Intervention(s)
T0: Control group. Participants receive no additional vaccination information.
T1: Neutral information group. Participants receive objective factual information on where to get vaccinated, timing, costs, safety standards, and appointment procedures.
T2: Positive-framing group. Participants receive messages emphasizing the benefits of vaccination, such as protecting oneself and family members, reducing missed work or school, and contributing to herd immunity.
T3: Negative-framing group. Participants receive messages emphasizing the risks of non-vaccination, such as infection risk, complications, medical costs, and transmission to vulnerable household members.
Monetary incentive module. Participants are additionally assigned to either no subsidy or to a randomly determined monetary incentive/subsidy amount between RMB 10 and RMB 100. The study materials also describe this incentive module as a subsidy/lottery notification.
Primary hypotheses
H1. Subsidy effect on current uptake.
Higher subsidy amounts will increase verified flu-vaccination uptake in the current season.
H2. Information effect on current uptake.
Receiving any vaccine-information message will increase current-season vaccination uptake relative to receiving no information.
H3a. Complementarity between information and subsidy.

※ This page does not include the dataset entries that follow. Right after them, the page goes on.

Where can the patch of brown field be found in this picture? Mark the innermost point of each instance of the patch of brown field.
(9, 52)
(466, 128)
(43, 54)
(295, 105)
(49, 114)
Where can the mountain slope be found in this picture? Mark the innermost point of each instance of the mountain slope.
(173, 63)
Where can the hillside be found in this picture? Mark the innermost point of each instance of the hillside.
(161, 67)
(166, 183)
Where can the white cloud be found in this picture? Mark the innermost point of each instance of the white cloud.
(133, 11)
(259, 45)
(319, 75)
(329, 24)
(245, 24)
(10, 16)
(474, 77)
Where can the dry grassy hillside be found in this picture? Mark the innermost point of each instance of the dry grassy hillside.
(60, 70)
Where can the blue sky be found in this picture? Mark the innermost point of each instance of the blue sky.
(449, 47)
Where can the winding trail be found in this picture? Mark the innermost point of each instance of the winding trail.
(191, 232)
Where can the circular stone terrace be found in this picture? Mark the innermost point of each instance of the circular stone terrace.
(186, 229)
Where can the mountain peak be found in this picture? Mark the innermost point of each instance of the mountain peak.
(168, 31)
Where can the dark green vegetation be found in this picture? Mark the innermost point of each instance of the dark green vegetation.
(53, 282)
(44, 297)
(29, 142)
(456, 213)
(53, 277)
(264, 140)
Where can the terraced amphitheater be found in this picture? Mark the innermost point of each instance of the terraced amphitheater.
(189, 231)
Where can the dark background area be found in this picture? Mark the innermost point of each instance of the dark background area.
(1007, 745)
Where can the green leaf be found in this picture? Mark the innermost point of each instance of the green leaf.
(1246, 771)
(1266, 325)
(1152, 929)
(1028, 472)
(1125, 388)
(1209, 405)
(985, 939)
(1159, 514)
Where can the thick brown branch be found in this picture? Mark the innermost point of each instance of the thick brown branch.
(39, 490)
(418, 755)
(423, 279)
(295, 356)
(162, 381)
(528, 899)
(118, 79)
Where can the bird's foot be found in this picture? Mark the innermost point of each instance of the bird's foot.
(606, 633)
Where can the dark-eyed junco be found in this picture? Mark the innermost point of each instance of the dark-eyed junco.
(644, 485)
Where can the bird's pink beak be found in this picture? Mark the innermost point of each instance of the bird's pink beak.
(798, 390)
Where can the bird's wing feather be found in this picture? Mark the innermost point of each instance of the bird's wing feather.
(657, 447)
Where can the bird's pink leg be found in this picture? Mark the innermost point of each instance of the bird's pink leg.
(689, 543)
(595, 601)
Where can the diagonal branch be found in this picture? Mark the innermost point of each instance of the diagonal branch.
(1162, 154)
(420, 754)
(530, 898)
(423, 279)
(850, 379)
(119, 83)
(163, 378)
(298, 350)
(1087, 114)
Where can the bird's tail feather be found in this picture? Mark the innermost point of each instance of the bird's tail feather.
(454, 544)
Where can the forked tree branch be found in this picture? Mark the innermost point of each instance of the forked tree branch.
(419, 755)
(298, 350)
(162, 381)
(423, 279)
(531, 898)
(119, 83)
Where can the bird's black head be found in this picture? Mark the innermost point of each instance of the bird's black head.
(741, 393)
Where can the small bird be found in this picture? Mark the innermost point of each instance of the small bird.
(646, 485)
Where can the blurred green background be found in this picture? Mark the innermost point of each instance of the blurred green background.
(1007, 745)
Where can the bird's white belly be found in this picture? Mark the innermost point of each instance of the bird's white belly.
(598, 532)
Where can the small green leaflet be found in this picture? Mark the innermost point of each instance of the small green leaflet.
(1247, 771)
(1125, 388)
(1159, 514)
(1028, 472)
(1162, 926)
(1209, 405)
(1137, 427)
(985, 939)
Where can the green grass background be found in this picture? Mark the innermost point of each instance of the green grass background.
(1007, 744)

Information messages will strengthen the behavioral response to subsidies, so the marginal effect of subsidy on uptake will be larger in the information arms than in the control arm.
H3b. Substitutability between information and subsidy.
Information messages will substitute for the motivating effect of subsidies, so the marginal effect of subsidy on uptake will be smaller in the information arms than in the control arm.
H4. Framing effect of message content.
Message framing will matter for current-season vaccination uptake. In particular, framed messages (positive/gain or negative/loss) will have larger effects than a neutral informational message.
H5. Loss framing versus gain framing.
Negative/loss framing will generate a larger increase in current-season vaccination uptake than positive/gain framing.
H6. Framing effect on future intention. Information framing will affect stated future vaccination intention, including willingness to vaccinate in the next influenza season and willingness to vaccinate under lower out-of-pocket cost.
H7. Behavioral and attitudinal change. Information and subsidy treatments will shift beliefs about vaccine effectiveness, side-effect risk, and influenza risk, and will also affect behavioral margins such as stated intention, perceived barriers, and self-reported reasons for vaccination or non-vaccination.
H8. Health consequences of uptake. Higher vaccination uptake will be associated with lower influenza-like illness, lower healthcare utilization, and fewer missed work or school days over the influenza season.
Longer-run hypotheses
H9. Persistence of intervention effects.
Exposure to current-season subsidies and/or information will increase stated willingness to vaccinate in the following flu season even when next-season vaccination is not subsidized.
H10. Information sustains future motivation.
Information messages paired with subsidies will produce more persistent future vaccination intention than subsidies alone.
Mechanism hypotheses
H11. Belief updating.
Information messages will improve vaccine-related beliefs, including perceived effectiveness, perceived safety, and/or perceived benefits of vaccination.
H12. Beliefs as a mediator.
Part of the effect of information messages on current-season uptake and future intention will operate through changes in vaccine-related beliefs.